Auch macht er als frustrierter Lehrer die Mutation vom Opfer zum Aktivisten durch. Als dann auch noch die begriffsstutzige Nachbarin Müller, herrlich überzogen gespielt von Doris Weiß, mit ihrem selbstgebackenen Eierkuchen auftaucht, entspinnt eine Dreiecksgeschichte der besonderen Art.

Das eindrucksvolle Stück ist eine kleine, groteske Tragikomödie, die deutliche Anleihen beim absurden Theater, wie auch bei Loriot macht.

Die drei sehr guten Mimen wurden vom Publikum begeistert gefeiert!

Theatergründer Frank Wiemann war überrascht, als er zum Schlussapplaus vom Ensemble mit einem riesigen Blumenstrauß für seine 25jährige Theaterarbeit gewürdigt wurde. Er hat die Lemgoer Kultur mit bisher 64 Theater-Inszenierungen im vergangenen Vierteljahrhundert wesentlich geprägt.

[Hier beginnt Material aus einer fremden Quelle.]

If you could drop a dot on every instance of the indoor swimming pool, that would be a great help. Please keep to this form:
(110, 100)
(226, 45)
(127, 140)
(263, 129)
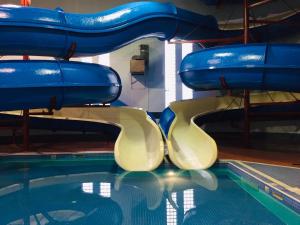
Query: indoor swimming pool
(94, 190)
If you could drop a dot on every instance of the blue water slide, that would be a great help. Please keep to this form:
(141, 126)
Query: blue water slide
(39, 84)
(255, 67)
(37, 31)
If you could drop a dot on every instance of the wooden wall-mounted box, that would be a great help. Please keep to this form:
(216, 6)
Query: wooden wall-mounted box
(137, 66)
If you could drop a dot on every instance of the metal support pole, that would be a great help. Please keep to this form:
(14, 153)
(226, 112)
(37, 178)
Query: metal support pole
(246, 92)
(25, 112)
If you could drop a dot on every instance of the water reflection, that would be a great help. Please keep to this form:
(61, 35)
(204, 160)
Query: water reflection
(64, 195)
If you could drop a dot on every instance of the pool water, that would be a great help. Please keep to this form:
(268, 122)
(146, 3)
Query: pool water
(97, 191)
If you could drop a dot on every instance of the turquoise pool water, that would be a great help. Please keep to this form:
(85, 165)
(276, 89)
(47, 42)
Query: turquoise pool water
(80, 191)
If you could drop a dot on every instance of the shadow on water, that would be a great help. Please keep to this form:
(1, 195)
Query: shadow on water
(90, 193)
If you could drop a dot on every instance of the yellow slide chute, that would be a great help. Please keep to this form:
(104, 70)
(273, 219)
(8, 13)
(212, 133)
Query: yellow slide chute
(189, 146)
(139, 146)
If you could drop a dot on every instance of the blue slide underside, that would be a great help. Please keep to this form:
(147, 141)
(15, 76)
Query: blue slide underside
(54, 84)
(255, 67)
(36, 31)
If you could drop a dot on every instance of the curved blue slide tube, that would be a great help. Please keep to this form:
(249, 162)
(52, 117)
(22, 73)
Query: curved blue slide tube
(47, 84)
(255, 67)
(36, 31)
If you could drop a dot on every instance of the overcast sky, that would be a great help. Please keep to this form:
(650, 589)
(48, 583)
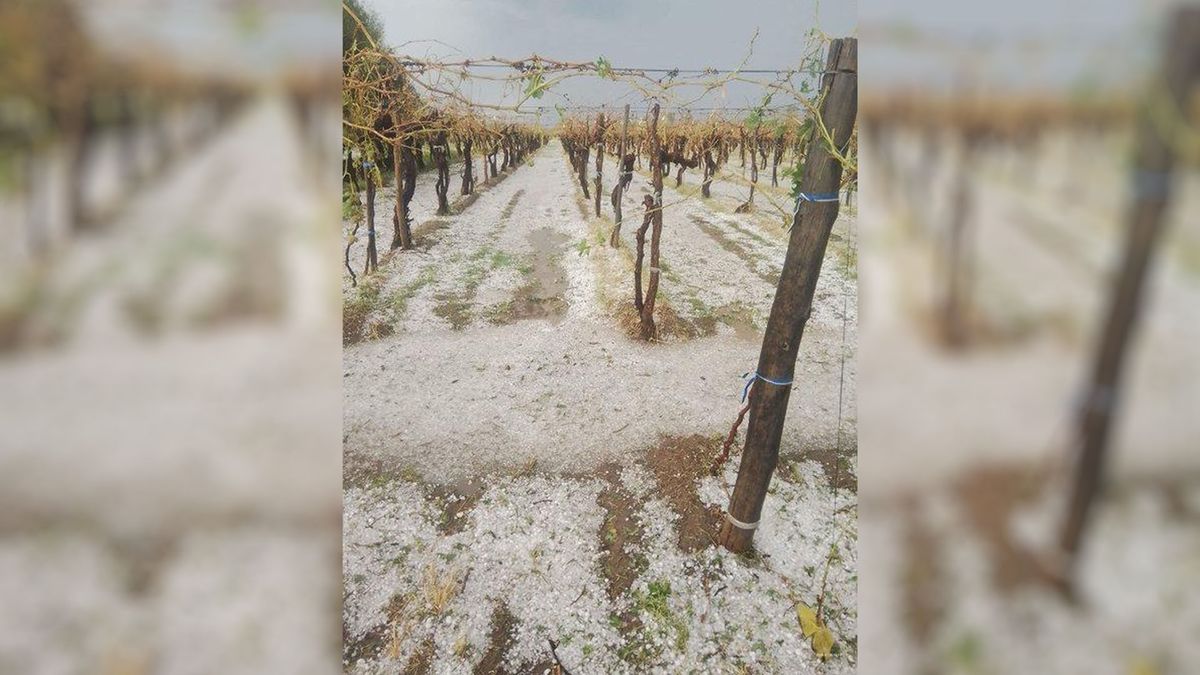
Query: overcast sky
(1013, 43)
(670, 34)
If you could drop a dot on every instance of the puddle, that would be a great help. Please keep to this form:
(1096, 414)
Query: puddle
(541, 296)
(732, 246)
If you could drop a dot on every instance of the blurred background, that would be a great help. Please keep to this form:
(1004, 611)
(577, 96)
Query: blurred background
(1030, 278)
(169, 345)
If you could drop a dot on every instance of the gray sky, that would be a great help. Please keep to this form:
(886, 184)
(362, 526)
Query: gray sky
(1042, 45)
(684, 34)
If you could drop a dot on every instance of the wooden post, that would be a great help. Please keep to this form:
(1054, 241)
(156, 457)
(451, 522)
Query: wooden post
(793, 297)
(652, 286)
(372, 251)
(1153, 162)
(599, 139)
(958, 280)
(617, 190)
(468, 179)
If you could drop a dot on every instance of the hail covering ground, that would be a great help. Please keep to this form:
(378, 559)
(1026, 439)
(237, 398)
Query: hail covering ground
(505, 368)
(967, 494)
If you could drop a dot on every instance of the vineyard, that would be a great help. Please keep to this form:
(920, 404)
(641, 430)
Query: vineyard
(546, 327)
(1009, 239)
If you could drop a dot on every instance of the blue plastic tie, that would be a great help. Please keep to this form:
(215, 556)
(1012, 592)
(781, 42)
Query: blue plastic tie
(817, 197)
(813, 197)
(750, 380)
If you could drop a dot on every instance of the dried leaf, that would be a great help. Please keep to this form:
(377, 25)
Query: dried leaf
(822, 641)
(808, 620)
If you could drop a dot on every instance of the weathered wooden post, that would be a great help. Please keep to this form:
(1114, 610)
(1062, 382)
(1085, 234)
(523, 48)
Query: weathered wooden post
(372, 251)
(811, 226)
(599, 141)
(958, 249)
(617, 190)
(468, 179)
(1153, 162)
(652, 286)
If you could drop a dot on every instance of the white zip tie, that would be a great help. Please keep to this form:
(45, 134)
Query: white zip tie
(741, 525)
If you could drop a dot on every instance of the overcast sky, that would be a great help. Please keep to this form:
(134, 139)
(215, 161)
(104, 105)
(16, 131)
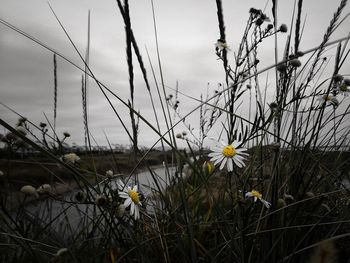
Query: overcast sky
(187, 31)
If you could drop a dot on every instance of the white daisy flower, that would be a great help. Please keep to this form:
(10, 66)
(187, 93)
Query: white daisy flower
(70, 158)
(329, 99)
(109, 173)
(221, 45)
(257, 196)
(343, 90)
(29, 190)
(227, 154)
(132, 197)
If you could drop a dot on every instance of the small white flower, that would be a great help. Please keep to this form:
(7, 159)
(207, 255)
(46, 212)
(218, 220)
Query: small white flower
(343, 90)
(257, 196)
(227, 154)
(44, 189)
(221, 45)
(70, 158)
(29, 190)
(120, 210)
(329, 99)
(132, 197)
(109, 173)
(21, 130)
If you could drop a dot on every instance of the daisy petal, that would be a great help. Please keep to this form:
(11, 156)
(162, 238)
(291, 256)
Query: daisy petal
(229, 165)
(223, 163)
(127, 202)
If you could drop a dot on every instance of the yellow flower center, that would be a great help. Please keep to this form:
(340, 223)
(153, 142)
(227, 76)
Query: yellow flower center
(229, 151)
(256, 194)
(134, 196)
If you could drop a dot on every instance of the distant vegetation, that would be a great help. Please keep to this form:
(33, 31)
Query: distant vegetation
(275, 188)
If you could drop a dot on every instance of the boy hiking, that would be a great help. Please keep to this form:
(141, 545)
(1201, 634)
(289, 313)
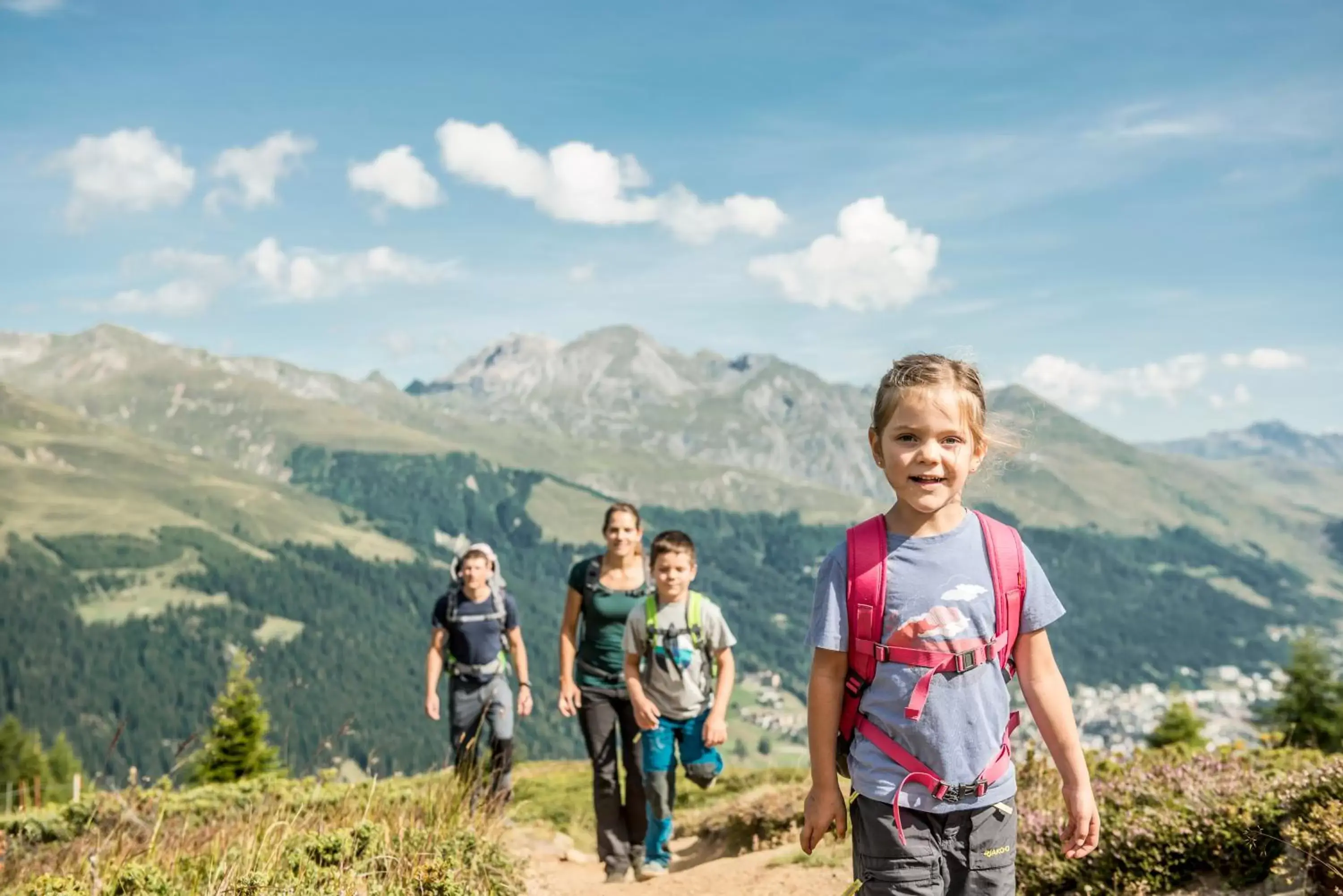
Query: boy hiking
(472, 625)
(684, 645)
(920, 619)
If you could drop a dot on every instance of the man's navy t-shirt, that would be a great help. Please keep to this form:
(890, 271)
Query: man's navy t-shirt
(475, 641)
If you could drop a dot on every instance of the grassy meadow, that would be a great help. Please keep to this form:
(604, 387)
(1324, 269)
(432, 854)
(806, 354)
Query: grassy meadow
(1223, 820)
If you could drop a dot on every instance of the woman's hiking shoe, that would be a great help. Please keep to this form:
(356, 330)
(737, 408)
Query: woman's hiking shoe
(650, 871)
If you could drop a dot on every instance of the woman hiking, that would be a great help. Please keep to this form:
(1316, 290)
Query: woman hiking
(602, 593)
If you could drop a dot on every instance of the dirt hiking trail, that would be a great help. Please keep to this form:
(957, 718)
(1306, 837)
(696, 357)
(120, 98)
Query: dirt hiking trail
(556, 870)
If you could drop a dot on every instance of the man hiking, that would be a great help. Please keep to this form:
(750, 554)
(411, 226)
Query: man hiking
(472, 625)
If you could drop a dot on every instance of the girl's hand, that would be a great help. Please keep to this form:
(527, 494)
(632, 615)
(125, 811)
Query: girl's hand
(646, 715)
(571, 699)
(1083, 831)
(824, 808)
(715, 731)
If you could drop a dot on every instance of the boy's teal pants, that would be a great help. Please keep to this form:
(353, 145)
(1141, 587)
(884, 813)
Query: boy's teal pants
(701, 765)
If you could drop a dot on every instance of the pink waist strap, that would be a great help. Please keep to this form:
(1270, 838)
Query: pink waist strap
(935, 661)
(920, 774)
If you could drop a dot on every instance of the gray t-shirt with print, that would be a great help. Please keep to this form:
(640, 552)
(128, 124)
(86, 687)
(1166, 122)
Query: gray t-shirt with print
(676, 678)
(939, 597)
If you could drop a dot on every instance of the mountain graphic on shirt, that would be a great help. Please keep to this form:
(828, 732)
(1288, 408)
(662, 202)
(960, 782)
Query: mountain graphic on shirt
(939, 631)
(675, 652)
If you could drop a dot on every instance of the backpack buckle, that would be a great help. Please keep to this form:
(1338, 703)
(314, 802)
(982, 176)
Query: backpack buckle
(955, 793)
(966, 661)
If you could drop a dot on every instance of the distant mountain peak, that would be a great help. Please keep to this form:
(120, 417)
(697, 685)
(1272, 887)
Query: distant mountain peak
(1263, 439)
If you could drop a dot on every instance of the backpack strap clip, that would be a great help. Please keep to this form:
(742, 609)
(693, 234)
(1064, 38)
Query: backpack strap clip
(970, 659)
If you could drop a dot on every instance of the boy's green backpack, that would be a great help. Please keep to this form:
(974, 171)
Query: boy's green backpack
(693, 623)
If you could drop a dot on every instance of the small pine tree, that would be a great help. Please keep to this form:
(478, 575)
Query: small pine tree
(62, 761)
(21, 754)
(1310, 713)
(13, 738)
(235, 747)
(1180, 726)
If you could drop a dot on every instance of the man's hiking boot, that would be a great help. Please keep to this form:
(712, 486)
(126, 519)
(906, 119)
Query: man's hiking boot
(650, 871)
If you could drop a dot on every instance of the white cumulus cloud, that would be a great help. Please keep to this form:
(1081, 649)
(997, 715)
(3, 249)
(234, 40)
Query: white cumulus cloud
(1072, 384)
(1240, 395)
(1142, 124)
(256, 171)
(399, 178)
(201, 277)
(304, 276)
(297, 276)
(175, 299)
(1264, 359)
(33, 7)
(875, 261)
(127, 170)
(579, 182)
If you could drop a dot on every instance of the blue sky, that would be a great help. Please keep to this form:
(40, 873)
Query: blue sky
(1137, 213)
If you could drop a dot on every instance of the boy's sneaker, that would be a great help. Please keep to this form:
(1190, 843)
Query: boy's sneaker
(652, 870)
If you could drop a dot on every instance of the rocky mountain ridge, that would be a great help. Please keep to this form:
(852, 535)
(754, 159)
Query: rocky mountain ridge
(1264, 439)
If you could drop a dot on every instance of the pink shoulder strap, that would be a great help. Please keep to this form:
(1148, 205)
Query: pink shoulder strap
(1008, 567)
(867, 592)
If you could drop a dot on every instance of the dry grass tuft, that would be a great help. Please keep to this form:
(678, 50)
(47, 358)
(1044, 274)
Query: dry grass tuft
(405, 836)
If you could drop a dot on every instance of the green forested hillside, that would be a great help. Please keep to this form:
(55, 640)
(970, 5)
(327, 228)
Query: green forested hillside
(350, 683)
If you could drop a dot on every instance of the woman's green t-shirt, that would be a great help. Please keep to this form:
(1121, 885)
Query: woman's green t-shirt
(605, 610)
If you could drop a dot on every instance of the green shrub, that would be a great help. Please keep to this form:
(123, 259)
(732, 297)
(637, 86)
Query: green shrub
(136, 879)
(56, 886)
(1169, 819)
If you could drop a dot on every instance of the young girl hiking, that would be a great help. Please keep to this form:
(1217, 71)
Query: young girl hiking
(602, 593)
(919, 620)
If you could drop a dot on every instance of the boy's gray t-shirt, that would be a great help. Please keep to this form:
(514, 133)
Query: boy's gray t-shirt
(676, 679)
(939, 597)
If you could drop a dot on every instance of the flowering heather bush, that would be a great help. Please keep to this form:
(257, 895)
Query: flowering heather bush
(1169, 817)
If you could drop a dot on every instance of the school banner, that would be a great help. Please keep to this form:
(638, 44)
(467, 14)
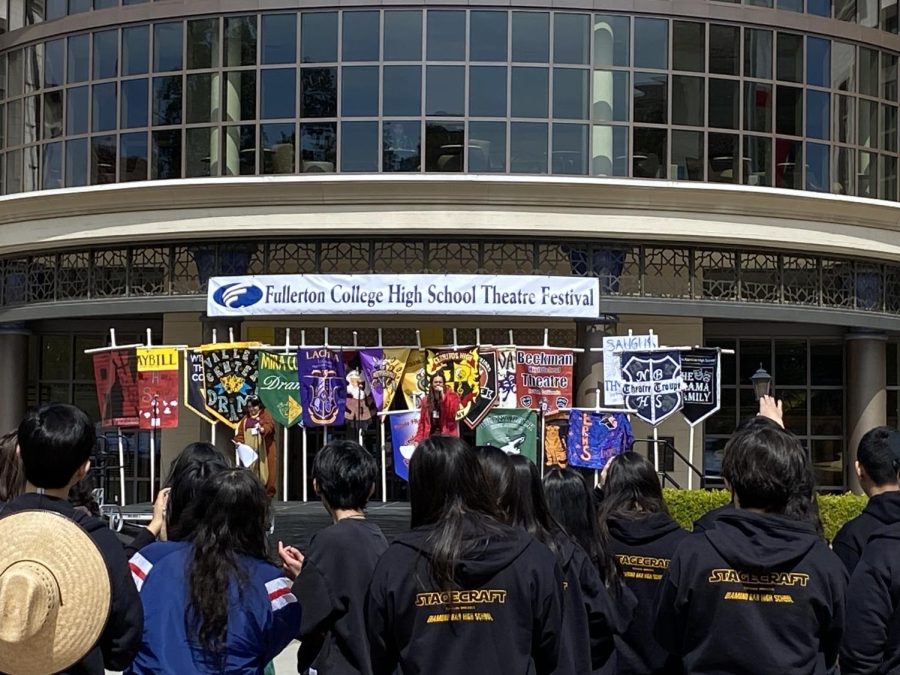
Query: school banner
(701, 370)
(383, 368)
(194, 391)
(513, 430)
(230, 372)
(544, 378)
(158, 388)
(488, 392)
(459, 368)
(403, 430)
(278, 387)
(596, 437)
(415, 381)
(613, 346)
(117, 390)
(323, 387)
(506, 377)
(652, 384)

Fazit: Das Theater STATTGESPRÄCH hat auch diesmal ein sehr gutes Händchen bei der Stückauswahl gehabt. Das Stück ist anspruchsvoll und witzig. Ein Besuch der Vorstellung lohnt allemal.

Lippe Aktuell am 23. Oktober 2021

Zu dritt gemeinsam einsam

STATTGESPRÄCH: Meier Müller Schulz feiert Premiere

(yb) Das Lemgoer Theater STATTGESPRÄCH ist am vergangenen Samstag sehr erfolgreich in ihre 25jährige Jubiläumsspielzeit gestartet.  Seit „Wir im Finale“ gehörte der Autor Marc Becker zu den meistgespielten zeitgenössischen Dramatikern in Deutschland. Oft geht es bei ihm über den Subtext schlau ins Groteske. So auch in „Meier Müller Schulz- oder- Nie wieder einsam“. Die neuste Produktion vom Theater STATTGESPRÄCH traf mit dem Thema Isolation und Einsamkeit wieder voll ins Schwarze.

Meier (Markus Mogwitz), ein mittelalter Großstadt-Single, dem sein Alleinsein zu schaffen macht, entführt deshalb Schulz (Carsten Sauer) und hält sich die Geisel als Gesellschafter. Als dann unerwartet die aufdringliche Nachbarin Müller (Doris Weiß) mit selbst gebackenen Eierkuchen vor der Tür steht, bringt sie Meier in Erklärungsnot und auch Schulz in Schwierigkeiten. Das Verwirrspiel beginnt.

Die Vereinsamung der Gesellschaft inszeniert Regisseur Frank Wiemann in einem witzigen, gemäßigten und passenden Tempo, dass sich auf diese Weise die gespielte Trägheit des Herrn Meier ins Absurde steigert.

Markus Mogwitz spiegelt die Einsamkeit des Singles in einer Art, die an Loriot erinnert. Nichts lässt ihn an der Rechtmäßigkeit seines Handelns zweifeln. Glaubhaft gelingt es Carsten Sauer sich als ängstliche Geisel und frustrierter Lehrer an die Situation zu gewöhnen. Von ihm glaubt man anfangs, dass er der einzig Normale in dieser merkwürdigen Dreiergeschichte ist. Als er sich jedoch im Verlauf des Stückes als unabkömmliche Servicekraft anbietet, kommen auch hier berechtigte Zweifel auf. Doris Weiß besticht nicht nur souverän durch ihr schrilles Outfit, sondern auch durch ihre spinöse Einfachheit auf die Sicht der Dinge: „Als Frau, die man als Frau immer auch ist, fragt man sich manchmal so Sachen“.

Das Stück und die Inszenierung sind voller witziger Überraschungen, interessant und routiniert. Ein Spaß der besonderen Art. Das Publikum war begeistert und dankte mit sehr langem Applaus.